Today’s tip for feeding a healthy lunch for your kids is to give them some raw veggies that are crisp and colorful with plenty of dip to make those veggies zip with flavor. Think bite-sized: cherry tomatoes, sugar snap peas, baby carrots, cucumber chunks. Put the veggies and dip each in a small separate compartment for easy portability if you pack the lunch. For the bento box effect, maybe put the veggies in a colorful cupcake liner and cut them out in fun shapes with mini-cookie cutters. Or you can learn to cut them with a knife like the carrot flowers in the second video on this other blog post I did here.

And for heaven’s sake, don’t worry about making the dip low-fat. Whole fat is what we all need, as it keeps moods stable and makes the vitamins and minerals in the veggies more assimilated by the body. Leaving fat off of veggies, or overcooking veggies is what gives veggies a bad name. We have all been sold a lie that low-fat or zero fat is best, when in fact, it makes us sicker and lines the pocketbooks of the low-fat and zero fat food manufacturers. I encourage you to experiment with this. One day, give your kids a lunch with veggies and no fat to go with it, another day give them veggies with lots of whole fat. See which day they eat more of the veggies. I think you will also find that the fat also makes them happy, less prone to meltdowns and anger.

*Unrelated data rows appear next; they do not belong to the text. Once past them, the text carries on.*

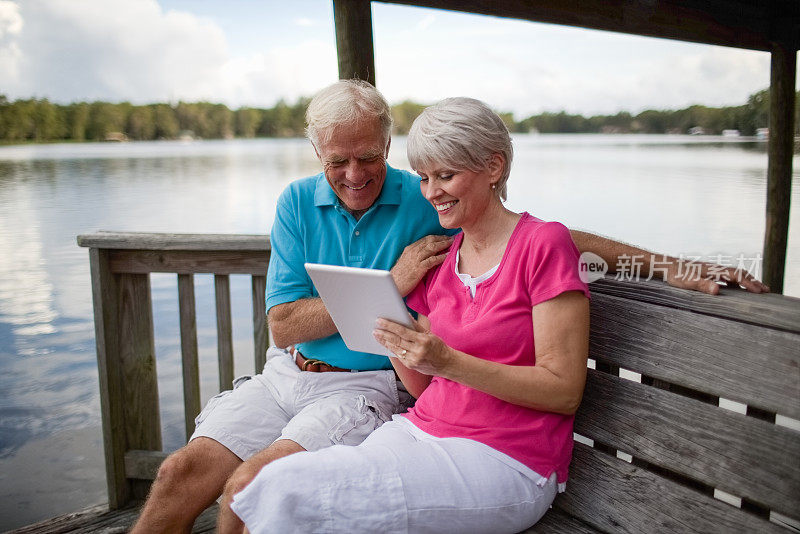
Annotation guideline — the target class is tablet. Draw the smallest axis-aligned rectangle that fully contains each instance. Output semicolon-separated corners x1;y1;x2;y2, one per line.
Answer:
305;263;413;356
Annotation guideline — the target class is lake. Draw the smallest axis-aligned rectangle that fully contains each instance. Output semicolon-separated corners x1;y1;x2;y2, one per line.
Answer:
0;135;800;530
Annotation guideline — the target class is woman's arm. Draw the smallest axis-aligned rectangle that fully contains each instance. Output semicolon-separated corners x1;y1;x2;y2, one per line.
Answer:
376;291;589;414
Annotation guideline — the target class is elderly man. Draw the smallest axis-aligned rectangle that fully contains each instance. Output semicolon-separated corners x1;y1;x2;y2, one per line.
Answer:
133;80;766;533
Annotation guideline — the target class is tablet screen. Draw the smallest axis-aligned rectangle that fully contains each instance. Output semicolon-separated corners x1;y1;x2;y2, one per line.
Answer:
305;263;412;356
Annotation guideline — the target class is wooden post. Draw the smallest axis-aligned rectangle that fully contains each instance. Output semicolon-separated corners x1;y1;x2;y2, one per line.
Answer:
116;274;161;499
214;274;233;391
251;275;269;374
89;248;131;510
333;0;375;85
763;42;797;293
178;274;200;441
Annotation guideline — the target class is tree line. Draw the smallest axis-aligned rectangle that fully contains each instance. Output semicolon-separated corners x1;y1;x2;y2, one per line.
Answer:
0;89;800;143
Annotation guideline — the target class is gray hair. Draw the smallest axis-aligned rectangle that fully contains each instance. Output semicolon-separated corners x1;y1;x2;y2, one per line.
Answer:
407;97;514;200
306;79;392;149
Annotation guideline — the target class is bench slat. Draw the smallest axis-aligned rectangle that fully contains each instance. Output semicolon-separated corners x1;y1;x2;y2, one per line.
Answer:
589;294;800;419
522;508;602;534
554;443;787;534
575;369;800;515
109;250;269;275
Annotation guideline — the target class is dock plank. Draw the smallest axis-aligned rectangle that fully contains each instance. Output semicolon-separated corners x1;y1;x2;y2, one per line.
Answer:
7;503;218;534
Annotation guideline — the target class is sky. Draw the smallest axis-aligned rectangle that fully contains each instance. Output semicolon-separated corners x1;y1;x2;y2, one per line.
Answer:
0;0;792;120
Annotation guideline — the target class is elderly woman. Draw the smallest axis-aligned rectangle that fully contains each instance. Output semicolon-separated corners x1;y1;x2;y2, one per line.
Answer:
232;98;589;533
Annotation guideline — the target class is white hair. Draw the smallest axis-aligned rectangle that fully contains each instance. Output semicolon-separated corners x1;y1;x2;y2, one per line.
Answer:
306;79;392;149
407;97;514;200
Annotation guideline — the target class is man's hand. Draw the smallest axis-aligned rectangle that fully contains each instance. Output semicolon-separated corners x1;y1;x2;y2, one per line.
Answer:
663;258;769;295
391;235;453;297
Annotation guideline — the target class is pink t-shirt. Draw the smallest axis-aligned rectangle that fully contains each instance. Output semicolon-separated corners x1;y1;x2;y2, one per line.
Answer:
405;213;589;483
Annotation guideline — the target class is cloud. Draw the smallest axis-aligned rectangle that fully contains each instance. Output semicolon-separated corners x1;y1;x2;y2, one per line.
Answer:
0;0;23;84
0;0;336;107
218;41;338;106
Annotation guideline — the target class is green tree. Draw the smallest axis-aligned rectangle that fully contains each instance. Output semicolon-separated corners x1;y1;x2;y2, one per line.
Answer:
234;108;262;139
86;102;127;141
150;104;181;139
125;106;156;141
64;102;90;141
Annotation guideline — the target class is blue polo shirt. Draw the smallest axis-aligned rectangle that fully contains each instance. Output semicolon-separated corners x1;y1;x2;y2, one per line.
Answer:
267;166;453;370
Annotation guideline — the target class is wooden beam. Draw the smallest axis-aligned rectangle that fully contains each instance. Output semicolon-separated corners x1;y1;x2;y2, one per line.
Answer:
333;0;375;85
381;0;800;51
763;42;797;293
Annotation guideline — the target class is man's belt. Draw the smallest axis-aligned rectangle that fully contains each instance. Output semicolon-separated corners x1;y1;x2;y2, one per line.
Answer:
294;350;350;373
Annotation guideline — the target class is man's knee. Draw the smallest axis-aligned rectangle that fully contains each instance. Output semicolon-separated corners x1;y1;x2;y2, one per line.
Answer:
225;439;305;495
155;438;241;492
155;448;201;486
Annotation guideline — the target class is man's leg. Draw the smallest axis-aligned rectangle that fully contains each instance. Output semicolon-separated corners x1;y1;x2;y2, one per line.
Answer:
131;438;242;534
217;439;305;534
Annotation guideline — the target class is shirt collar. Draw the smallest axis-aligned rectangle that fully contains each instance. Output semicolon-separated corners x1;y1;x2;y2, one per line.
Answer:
314;165;403;206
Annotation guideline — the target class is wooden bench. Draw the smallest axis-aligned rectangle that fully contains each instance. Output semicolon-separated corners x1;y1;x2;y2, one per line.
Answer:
529;279;800;533
78;233;800;533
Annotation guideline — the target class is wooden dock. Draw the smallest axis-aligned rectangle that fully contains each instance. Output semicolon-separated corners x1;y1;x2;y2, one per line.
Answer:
64;233;800;533
7;503;217;534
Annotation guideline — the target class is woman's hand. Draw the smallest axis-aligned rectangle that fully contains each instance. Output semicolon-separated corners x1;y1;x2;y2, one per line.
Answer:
372;319;457;376
391;235;453;297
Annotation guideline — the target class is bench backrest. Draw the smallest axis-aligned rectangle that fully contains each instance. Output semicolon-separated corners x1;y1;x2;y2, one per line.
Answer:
555;278;800;533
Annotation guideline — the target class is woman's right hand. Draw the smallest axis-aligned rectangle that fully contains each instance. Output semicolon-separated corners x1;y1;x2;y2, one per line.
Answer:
374;319;456;376
391;235;453;297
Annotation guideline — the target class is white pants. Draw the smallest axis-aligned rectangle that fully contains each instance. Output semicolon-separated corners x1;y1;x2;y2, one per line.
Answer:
191;347;411;460
231;416;557;534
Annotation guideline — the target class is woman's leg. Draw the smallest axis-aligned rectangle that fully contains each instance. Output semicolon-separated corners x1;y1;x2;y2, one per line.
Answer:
232;421;556;534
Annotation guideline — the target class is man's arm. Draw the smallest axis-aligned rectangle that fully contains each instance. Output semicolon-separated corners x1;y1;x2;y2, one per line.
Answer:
570;230;769;295
267;297;337;348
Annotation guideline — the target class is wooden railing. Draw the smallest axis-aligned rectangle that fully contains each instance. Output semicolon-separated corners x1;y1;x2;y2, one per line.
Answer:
78;232;270;509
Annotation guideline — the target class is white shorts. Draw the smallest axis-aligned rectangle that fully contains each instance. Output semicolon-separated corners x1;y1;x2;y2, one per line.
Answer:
190;347;412;460
231;416;557;534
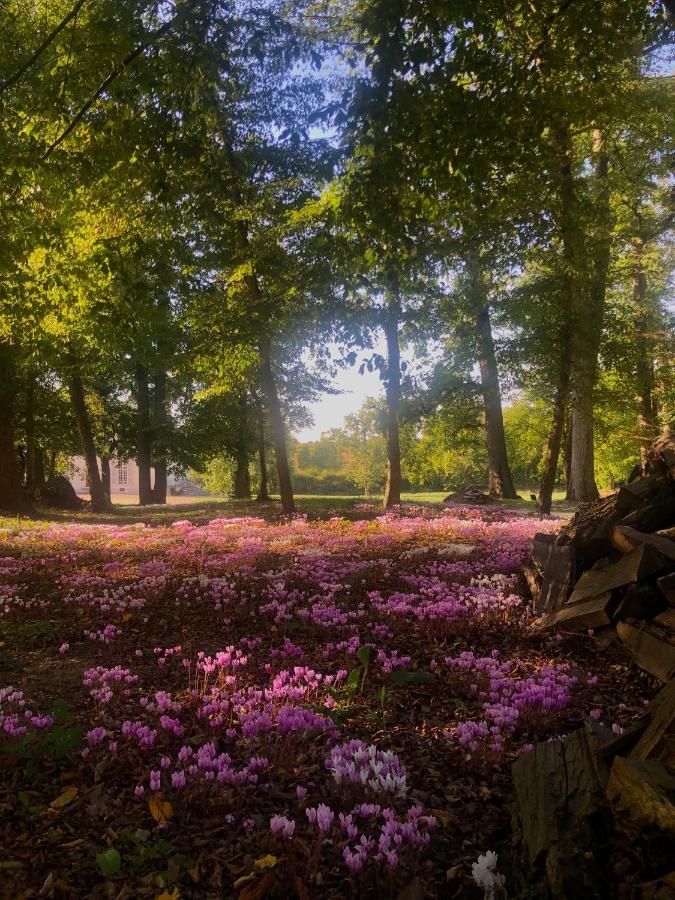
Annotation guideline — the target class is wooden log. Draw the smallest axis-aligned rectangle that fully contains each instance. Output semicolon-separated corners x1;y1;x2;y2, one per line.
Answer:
612;525;675;560
630;679;675;770
616;622;675;681
570;544;666;603
533;591;612;631
612;581;667;621
536;544;575;612
606;756;675;836
532;532;555;572
654;606;675;635
616;475;658;515
656;572;675;606
523;566;542;609
512;728;608;865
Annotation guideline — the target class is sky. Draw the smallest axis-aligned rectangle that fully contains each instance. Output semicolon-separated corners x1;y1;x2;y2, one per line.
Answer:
293;342;384;443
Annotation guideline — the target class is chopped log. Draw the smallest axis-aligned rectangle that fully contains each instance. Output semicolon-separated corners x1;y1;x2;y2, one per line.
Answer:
512;728;611;898
523;566;542;609
536;544;575;612
593;625;619;650
533;591;612;631
606;756;675;836
612;581;667;620
612;525;675;560
630;679;675;769
532;532;555;572
656;572;675;606
621;482;675;534
570;544;666;603
616;622;675;681
616;475;659;515
639;872;675;900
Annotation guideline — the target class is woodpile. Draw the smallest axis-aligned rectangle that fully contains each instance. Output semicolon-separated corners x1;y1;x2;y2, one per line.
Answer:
513;680;675;898
443;484;495;506
525;445;675;682
513;436;675;900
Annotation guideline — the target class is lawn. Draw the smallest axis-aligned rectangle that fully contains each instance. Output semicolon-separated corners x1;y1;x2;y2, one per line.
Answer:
0;498;654;900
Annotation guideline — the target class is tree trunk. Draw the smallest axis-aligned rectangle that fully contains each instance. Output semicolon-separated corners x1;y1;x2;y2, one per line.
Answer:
25;373;35;498
0;341;30;513
234;393;251;500
256;403;270;503
563;129;610;501
384;270;401;508
68;361;108;512
632;238;659;474
467;258;518;500
101;455;112;503
260;335;295;516
136;364;153;506
537;342;570;515
152;372;169;504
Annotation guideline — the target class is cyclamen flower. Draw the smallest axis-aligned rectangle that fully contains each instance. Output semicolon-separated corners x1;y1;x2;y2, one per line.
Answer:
270;816;295;840
471;850;505;900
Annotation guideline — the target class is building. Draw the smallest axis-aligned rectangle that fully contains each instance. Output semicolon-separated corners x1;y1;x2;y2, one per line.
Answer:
70;456;206;497
70;456;155;495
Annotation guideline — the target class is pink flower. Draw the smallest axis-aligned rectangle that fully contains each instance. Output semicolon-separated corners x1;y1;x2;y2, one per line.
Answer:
270;816;295;840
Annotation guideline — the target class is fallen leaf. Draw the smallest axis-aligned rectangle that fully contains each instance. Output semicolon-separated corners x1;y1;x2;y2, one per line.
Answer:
148;797;173;825
49;784;80;809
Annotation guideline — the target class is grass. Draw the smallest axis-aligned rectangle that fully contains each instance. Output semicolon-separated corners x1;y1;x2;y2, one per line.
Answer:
2;489;575;528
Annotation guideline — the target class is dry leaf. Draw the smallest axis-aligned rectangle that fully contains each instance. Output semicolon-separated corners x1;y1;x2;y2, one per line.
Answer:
49;784;80;809
148;797;173;825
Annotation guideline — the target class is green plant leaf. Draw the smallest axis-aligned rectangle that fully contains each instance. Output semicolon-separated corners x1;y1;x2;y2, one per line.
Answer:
96;847;122;876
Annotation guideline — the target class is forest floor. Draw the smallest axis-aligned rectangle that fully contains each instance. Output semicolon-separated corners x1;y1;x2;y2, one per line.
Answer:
0;501;656;900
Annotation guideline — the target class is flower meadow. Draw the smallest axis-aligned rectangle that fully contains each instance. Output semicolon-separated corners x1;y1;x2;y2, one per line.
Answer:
0;507;651;900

Here is my favorite WHOLE FAT dip for veggies, homemade ranch dressing. I got this recipe from my beautiful friend Tara, who actually got it from her beautiful daughter, who made it up. And why would you want to do homemade ranch dressing? Because the store-bought stuff is laced with highly processed oils like soybean and canola oil that is not fit for human consumption. Your body can not digest it. You can also find hard-to-pronounce ingredients on the label of a typical ranch dressing in the store. That’s a big flag that the ingredient was made in a factory, not in nature. To quote a wise mom, “If it takes a laboratory to make it, it takes a laboratory to digest it.” It’s my personal belief that our bodies don’t know what to do with the laboratory/factory made stuff, so it just stores the stuff away and that stored, undigested stuff can eventually turn to cancer.

Homemade Ranch Dressing

1 pint jar
1 cup Daisy sour cream
1/2 cup cultured buttermilk
1/2 tsp Real Salt
1/2 tsp onion powder
1/2 tsp dried dill
a bit less than 1/2 tsp garlic powder
1/16 tsp ground celery seed (just fill your 1/8 spoon half way)

Mix all the ingredients in the pint jar and enjoy! Keep refrigerated. Tara says, “I have no idea how long this lasts in the fridge as we eat it up too fast to tell!”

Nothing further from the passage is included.